Become A Franchise Owner
How Builders Can Boost Their Cash Flow with Financial Reporting Health Checks
A home build can stretch across multiple financial reporting periods. Just because you’re making a profit today, doesn’t mean you will have cash when you need it.
To keep your projects moving forward, you need to be able to stay profitable and pay for things in a timely manner. However, pushed-out build times and high inflation are making it more difficult for builders to maintain cash flow.
In a high-risk industry, that already has unique financial management requirements, builders need to equip themselves with the right tools, skills, and teammates to ensure that they are able to consistently deliver their work and scale.
Step 1: Invest in Financial Management Software
When you create a small business as a builder, all of a sudden you need to become a business professional who is able to read a profit or loss balance sheet, understand the complexities of work-in-progress accounting, and be able to pay employees on time while meeting your legal requirements.
For some builders, it comes naturally, but for others, it doesn’t. Many builders track their bank balance, rather than their actual financials and it’s easy to fall into the trap of ignoring what you don’t understand. Having to stop a job halfway through can also have a big impact on your reputation, not to mention the financial and emotional stress that has flow-on effects on your customers.
That’s why it’s so important to have good financial management software and practices in place.
All of the franchisees within the G.J. Gardner Homes network have access to our proprietary GJ5 software. The platform has a variety of financial management tools, such as a built-in cash flow manager, job scheduling, electronic supplier invoicing, financial reporting, KPI tracking, and more.
Once you have the right tools and know-how in place to manage your finances, you can identify problems before they come up and give yourself the space to fix problems before they become major issues.
Step 2: Look at Your Real Cash Position
Your bank account balance is not your real cash position and it’s important to look at your financial reports regularly. Your profit and loss, and balance sheet will always have a story to tell you about your true cash flow position.
Work in progress accounting will also help you to get a picture of your true profit position in each respective reporting period. When your building costs are incurred and when your client is invoiced can vary greatly, while spanning across multiple reporting periods. That means that the financial position of your business ‘on paper’ can also vary, impacting your ability to apply for loans and insurance.
You might look profitable through one accounting method, but be running at a loss in another. So, being accurate is crucial to your success. Work-in-progress reports will help you to address these complexities and look at your true profit, which isn’t distorted by the timing of payment and expenses.
It’s also important to understand your tax obligations. When you start out in business, you may not have to pay tax until you’ve made a profit. But once you start getting traction and making more money, your tax obligations will start kicking in.
Sometimes you won’t report your financials until six to nine months later, and when that time comes you will still need to have money set aside to pay for your tax for the previous financial year and current installments.
Step 3: Analyze the Data
You also need to be able to scrutinize the integrity of the numbers and find positive or negative movements. If you have put good data into your financial management software system, then you’ll be confident that you’re getting good data and insights out on the other side.

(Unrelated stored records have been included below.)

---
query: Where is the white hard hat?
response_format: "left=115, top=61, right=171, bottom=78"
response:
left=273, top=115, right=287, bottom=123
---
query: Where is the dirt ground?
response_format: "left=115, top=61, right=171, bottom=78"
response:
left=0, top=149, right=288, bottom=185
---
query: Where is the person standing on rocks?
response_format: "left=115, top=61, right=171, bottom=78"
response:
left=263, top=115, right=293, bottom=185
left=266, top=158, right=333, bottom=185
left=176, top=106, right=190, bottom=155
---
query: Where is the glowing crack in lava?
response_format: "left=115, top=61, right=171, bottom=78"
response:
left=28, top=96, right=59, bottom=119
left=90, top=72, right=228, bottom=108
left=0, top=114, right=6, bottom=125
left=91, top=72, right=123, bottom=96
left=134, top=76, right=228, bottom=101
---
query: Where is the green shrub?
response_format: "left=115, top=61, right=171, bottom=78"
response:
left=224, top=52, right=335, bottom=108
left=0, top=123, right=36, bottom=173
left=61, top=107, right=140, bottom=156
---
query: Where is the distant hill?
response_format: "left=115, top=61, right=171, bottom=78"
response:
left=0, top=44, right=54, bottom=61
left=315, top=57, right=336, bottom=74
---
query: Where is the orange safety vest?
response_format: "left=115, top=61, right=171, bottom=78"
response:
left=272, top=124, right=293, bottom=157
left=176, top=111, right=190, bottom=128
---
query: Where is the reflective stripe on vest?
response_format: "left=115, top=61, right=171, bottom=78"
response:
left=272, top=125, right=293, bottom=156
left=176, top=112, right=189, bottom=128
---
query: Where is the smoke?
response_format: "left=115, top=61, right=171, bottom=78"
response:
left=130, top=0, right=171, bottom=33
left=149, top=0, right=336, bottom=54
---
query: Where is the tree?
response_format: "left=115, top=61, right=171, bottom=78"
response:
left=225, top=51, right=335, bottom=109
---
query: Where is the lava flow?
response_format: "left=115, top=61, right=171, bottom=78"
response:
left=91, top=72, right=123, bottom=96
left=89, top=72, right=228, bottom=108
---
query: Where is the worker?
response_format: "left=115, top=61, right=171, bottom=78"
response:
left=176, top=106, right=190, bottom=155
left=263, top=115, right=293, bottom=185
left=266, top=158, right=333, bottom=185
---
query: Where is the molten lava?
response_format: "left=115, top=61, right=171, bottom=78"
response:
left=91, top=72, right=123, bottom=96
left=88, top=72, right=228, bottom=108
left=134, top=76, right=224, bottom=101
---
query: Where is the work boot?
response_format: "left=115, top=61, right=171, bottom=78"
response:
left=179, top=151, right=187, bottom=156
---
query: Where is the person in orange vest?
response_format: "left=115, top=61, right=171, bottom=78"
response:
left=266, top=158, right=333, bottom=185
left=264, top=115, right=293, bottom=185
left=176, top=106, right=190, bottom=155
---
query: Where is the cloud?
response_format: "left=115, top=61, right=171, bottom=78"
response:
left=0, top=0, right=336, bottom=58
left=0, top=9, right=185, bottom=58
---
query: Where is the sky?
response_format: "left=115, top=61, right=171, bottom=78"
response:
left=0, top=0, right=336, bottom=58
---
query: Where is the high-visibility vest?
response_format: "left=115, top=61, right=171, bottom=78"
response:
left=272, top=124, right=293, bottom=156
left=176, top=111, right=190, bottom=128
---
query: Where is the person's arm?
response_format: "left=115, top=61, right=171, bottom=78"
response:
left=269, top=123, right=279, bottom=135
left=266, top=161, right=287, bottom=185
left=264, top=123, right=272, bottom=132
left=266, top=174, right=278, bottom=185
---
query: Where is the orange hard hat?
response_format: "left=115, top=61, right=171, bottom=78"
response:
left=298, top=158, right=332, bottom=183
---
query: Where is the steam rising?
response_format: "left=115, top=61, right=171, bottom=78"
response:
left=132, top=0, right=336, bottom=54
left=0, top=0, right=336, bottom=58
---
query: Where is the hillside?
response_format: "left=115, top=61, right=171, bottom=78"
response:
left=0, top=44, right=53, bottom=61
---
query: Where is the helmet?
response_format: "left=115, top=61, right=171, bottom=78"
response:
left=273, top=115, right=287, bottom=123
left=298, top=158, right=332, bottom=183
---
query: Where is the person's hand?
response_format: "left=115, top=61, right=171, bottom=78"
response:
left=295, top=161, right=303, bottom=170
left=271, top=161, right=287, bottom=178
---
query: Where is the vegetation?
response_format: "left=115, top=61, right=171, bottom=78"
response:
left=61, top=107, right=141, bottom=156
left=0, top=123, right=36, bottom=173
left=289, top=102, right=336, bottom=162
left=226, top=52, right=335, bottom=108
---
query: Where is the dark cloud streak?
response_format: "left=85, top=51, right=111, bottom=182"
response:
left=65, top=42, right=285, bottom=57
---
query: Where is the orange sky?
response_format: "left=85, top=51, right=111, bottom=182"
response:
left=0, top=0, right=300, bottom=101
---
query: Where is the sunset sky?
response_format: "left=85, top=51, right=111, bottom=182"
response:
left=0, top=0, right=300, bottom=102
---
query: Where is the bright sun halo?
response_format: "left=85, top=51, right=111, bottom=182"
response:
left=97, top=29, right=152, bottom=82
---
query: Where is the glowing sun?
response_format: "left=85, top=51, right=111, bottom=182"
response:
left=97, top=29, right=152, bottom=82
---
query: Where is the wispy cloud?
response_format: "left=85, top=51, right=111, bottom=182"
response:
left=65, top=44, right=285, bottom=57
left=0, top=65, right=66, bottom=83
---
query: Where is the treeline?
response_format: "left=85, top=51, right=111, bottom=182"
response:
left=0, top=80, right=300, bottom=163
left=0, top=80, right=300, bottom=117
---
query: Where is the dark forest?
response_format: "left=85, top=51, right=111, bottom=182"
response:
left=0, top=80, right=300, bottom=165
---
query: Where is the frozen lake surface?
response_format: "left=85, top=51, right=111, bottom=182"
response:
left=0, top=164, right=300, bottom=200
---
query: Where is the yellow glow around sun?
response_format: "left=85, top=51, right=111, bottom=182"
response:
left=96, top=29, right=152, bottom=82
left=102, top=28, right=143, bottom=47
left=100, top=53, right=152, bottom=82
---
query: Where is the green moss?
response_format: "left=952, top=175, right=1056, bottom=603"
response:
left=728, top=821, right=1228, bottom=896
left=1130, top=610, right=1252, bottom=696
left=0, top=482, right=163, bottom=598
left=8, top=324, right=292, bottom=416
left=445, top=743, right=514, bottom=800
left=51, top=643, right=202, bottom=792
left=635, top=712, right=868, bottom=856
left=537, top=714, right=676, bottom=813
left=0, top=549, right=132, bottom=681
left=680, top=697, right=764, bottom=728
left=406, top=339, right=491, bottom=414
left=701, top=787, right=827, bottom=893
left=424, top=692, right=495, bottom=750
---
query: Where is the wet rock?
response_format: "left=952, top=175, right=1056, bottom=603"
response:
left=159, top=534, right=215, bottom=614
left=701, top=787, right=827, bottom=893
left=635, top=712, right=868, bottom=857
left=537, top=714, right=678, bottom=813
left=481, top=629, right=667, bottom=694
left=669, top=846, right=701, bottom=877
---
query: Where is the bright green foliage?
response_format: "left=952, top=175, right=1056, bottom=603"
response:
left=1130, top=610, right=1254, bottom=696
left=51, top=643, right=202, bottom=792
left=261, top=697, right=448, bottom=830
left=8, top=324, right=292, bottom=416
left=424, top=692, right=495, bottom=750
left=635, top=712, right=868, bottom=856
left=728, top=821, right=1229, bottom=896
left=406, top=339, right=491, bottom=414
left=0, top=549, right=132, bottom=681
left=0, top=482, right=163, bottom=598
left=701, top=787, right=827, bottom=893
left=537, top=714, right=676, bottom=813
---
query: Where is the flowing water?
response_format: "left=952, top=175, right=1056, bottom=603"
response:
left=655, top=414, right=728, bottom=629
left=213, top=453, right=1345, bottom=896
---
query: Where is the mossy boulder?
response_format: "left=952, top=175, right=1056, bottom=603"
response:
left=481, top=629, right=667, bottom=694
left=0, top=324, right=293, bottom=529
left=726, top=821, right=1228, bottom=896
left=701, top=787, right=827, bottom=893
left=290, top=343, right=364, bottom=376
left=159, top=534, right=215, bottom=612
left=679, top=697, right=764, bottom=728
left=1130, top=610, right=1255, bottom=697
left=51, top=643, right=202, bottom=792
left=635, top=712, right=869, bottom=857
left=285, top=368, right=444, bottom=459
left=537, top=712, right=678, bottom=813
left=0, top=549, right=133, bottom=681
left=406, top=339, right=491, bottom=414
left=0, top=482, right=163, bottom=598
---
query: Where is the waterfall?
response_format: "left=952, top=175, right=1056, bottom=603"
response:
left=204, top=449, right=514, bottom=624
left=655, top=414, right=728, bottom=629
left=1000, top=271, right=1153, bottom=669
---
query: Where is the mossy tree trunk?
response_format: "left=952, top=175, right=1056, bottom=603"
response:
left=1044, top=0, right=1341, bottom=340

If you are also setting and tracking KPIs you will be able to pick up where you might not be meeting cash flow benchmarks or best practices. For example, you might identify reduced gross profit margins that will impact your profitability, cash flow, and ability to pay overheads. You can then use your software to work backwards to find out what could have been done differently on the job down to every last invoice.
You should also look at big swings in particular jobs in your work-in-progress reports. If you spot big positive or negative WIP values, then it’s important to start looking through the report to figure out why.
Maybe your build times have slowed down and you’re not generating money fast enough to cover your overheads. As a result, you might look into what’s happening on-site and use a scheduling tool to speed things up.
Step 4: Act on the Insights
If something doesn’t look right, then you need to know how to act. Finances can be stressful, but if you’ve found a problem, you shouldn’t ignore it. That’s why it’s important to have a network of people that can support you. The right group of professionals can remove the guesswork and investigate problems with you.
At G.J. Gardner Homes, we have financial management specialists who are dedicated to helping our franchisees succeed. You will be amazed by how reassuring it can be to just pick up the phone and have a conversation.
Also keep in mind that accountants look backwards, not forwards. Make sure that you speak to people that can help you anticipate where you are going to have cash flow issues. If you know that times are going to get tough, then you can take immediate actions like securing short-term finance from a bank so that your team can keep moving.
Think About Tomorrow Just because things look good today, doesn’t mean that you should step away from your finances. When you continuously look at your true financial position and plan forward, you can have peace of mind and the space to act during the natural ups and downs of the industry.